Council member Edmund Ford, one of the resolution’s co-sponsors, hinted at a raft of concerns he had with the project, many of which he vaguely described at the beginning of the meeting as having emerged "in the last 24 hours." 
  • City of Memphis
  • Edmund Ford

Here’s what he said:

“There’s a lot of different issues with this Byhalia Pipeline. In the last 24 hours, I’ve found out a lot of different things that were not very good. Attorney Wade, I need to you to look into all these different things.

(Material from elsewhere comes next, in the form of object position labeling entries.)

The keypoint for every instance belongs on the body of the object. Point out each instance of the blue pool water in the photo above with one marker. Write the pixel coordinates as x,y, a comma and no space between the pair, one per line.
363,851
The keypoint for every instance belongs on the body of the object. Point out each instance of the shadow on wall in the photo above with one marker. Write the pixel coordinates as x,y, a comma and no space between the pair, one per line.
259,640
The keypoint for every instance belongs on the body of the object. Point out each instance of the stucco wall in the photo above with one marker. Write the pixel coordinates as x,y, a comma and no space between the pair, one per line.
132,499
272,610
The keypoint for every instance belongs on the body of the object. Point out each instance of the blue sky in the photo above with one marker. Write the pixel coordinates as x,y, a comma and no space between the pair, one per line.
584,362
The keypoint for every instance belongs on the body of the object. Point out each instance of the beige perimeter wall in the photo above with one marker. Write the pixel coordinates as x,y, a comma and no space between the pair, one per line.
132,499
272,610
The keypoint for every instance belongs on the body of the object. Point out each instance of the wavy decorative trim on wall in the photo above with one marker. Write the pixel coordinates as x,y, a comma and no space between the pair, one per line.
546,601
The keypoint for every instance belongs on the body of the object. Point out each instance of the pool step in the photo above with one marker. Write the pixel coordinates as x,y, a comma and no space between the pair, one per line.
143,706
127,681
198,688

"Promises have been made on one side and, then, they're telling stories that [Memphis Mayor Jim Strickland’s Administration] is doing things on another side. I’ve talked with the administration and everything and they don’t know what’s going on.
"I’ve talked with Deidre Malone [who is handling public relations in Memphis for the pipeline company]. She’s kind of pissed off at me and I really don’t care. It’s because the people in my district, hey, it concerns them. I’m not invested in somebody just trying to look good or make something from this.

“There’s a lot of issues. Dr. [council member Jeff] Warren, I appreciate you and Mr. [Memphis Citizens Against the Pipeline organizer Justin] Pearson and all of the rest. But these are issues that are coming up and these are legal issues now.

"I’ve been talking with attorney Wade and I need to bring him into some of these things that have come up within 24 hours, okay? After he gets through, we need to postpone (the day’s vote) until next week if we can.”

Presentations on the pipeline project were slated from the Southern Environmental Law Center and others. However, those presentations were pushed on time constraints made by a lengthy debate earlier in the day on whether or not the city should allow the retail sale of dogs and cats.